Regarding point 1, it’s helpful to observe that pong is conceptually much simpler than checkers. In checkers, a player could choose to, for instance, king a piece an that would presumably generate a reward. But that move at that time could actually hurt the player’s overall position in the game, ultimately even leading to a loss. A single point in Atari Pong, however, does not share this quality. Winning a point unambiguously improves the player’s position in the game and ultimately brings the player numerically closer to an overall victory. So in that regard, it seems much more clear cut to use only the outcome of individual points as reward/penalty generators. But he could very well have tried to find intermediate rewards, for instance rewarding moves that position the paddle closer in 2D space to the ball. Or contacting the ball at a particular place on the paddle. He didn’t, and instead awards rewards and penalties to the one most fundamental and clear-cut event in the game, a won or a lost point.

He goes further by also fully attributing the reward/penalty equally to every state in that point, regardless of the degree to which it “deserves” credit for the outcome. So while some inconsequential move at the very beginning of a point may get undue credit for the subsequent win or loss, if it was truly inconsequential, the thousands and thousands of subsequent points will pile win and loss reinforcement in equal measure over the many times the system finds itself in a similar situation. This should add up to a probability output that nets out to just about 0.5. Whereas decisions that are truly advantageous to a given state will begin to accrue more wins than losses, and gradually, that state/decision will accumulate more positive reinforcement than negative, and push the probability away from 0.5 in one direction or the other.

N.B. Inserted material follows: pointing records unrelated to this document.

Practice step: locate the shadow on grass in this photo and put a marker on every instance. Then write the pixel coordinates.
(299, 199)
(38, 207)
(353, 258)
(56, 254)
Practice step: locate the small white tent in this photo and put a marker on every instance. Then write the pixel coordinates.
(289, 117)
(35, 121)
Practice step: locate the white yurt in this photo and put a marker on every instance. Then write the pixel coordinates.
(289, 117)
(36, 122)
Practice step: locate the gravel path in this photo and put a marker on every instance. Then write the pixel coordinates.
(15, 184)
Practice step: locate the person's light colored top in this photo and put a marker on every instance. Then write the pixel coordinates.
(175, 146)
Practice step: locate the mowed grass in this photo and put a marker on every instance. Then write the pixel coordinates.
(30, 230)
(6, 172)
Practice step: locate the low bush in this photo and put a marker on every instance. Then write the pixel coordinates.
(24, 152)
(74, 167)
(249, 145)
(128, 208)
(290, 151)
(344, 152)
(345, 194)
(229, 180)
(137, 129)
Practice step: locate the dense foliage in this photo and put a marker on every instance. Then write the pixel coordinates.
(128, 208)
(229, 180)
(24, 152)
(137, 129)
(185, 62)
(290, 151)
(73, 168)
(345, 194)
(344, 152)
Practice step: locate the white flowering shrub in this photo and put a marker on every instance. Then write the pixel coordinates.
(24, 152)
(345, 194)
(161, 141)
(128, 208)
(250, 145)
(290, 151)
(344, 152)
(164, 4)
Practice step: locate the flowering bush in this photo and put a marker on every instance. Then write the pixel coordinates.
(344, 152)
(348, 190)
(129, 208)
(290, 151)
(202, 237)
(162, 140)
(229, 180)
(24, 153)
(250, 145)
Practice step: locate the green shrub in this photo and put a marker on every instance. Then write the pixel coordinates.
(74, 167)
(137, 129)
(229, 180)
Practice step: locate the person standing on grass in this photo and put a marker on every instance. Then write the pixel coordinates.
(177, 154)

Update 6/11: I was wrong about attributing the reward/penalty equally for each state leading up to the reward. I’ve been reviewing his code in detail, and in fact for each state further back in time, he discounts the reward or penalty by 0.99. I was planning a steeper curve, but the principle is there nonetheless.

His solution is elegant and beautiful, and as I saw when I ran his code, it works. But there are some major caveats. First, while he states up front that his system is both tiny and not significantly tuned, after about 30,000 games played over the course of 2 days against a rule-based AI, it was still only winning 40% of the points it played.

Also, his output is comically simple: one output node corresponding to the policy for whether to move the paddle up or down. There’s not even any way to just leave the paddle where it is (and thus, his AI looks like it drank too much coffee). Checkers has much more complicated output. It has the possible (legal and illegal) moves of a varying number of player pieces. Coming up with an effective loss function and gradient will require a good deal more thought.

But he does one thing with his output (simple as it is) that I confess, I might not have considered had I not read the article. Having only done straight-up classifiers to date, what I’ve always done  is take the the output which can range from 0 to 1 and if the value is >0.5, classify as 1 and if ≤0.5, classify as 0. However, even in a classifier, we understand that decimal value to represent a probability that the output is a given class. In his algorithm, he takes that to its logical conclusion. Rather than toggle to either a 1 or zero, he truly implements the probabilistic model. That is, if the output is, say, 0.75, he generates a random number between 0 and 1. If that number is ≤ 0.75, he returns a 1, and otherwise returns a 0.  This has the effect of reproducing the the probability represented in the output. But more importantly, in a training situation it also allows the AI to explore the domain by making moves that are not always the highest probability for a positive outcome. I will definitely be employing some more-involved version of this in the model I build.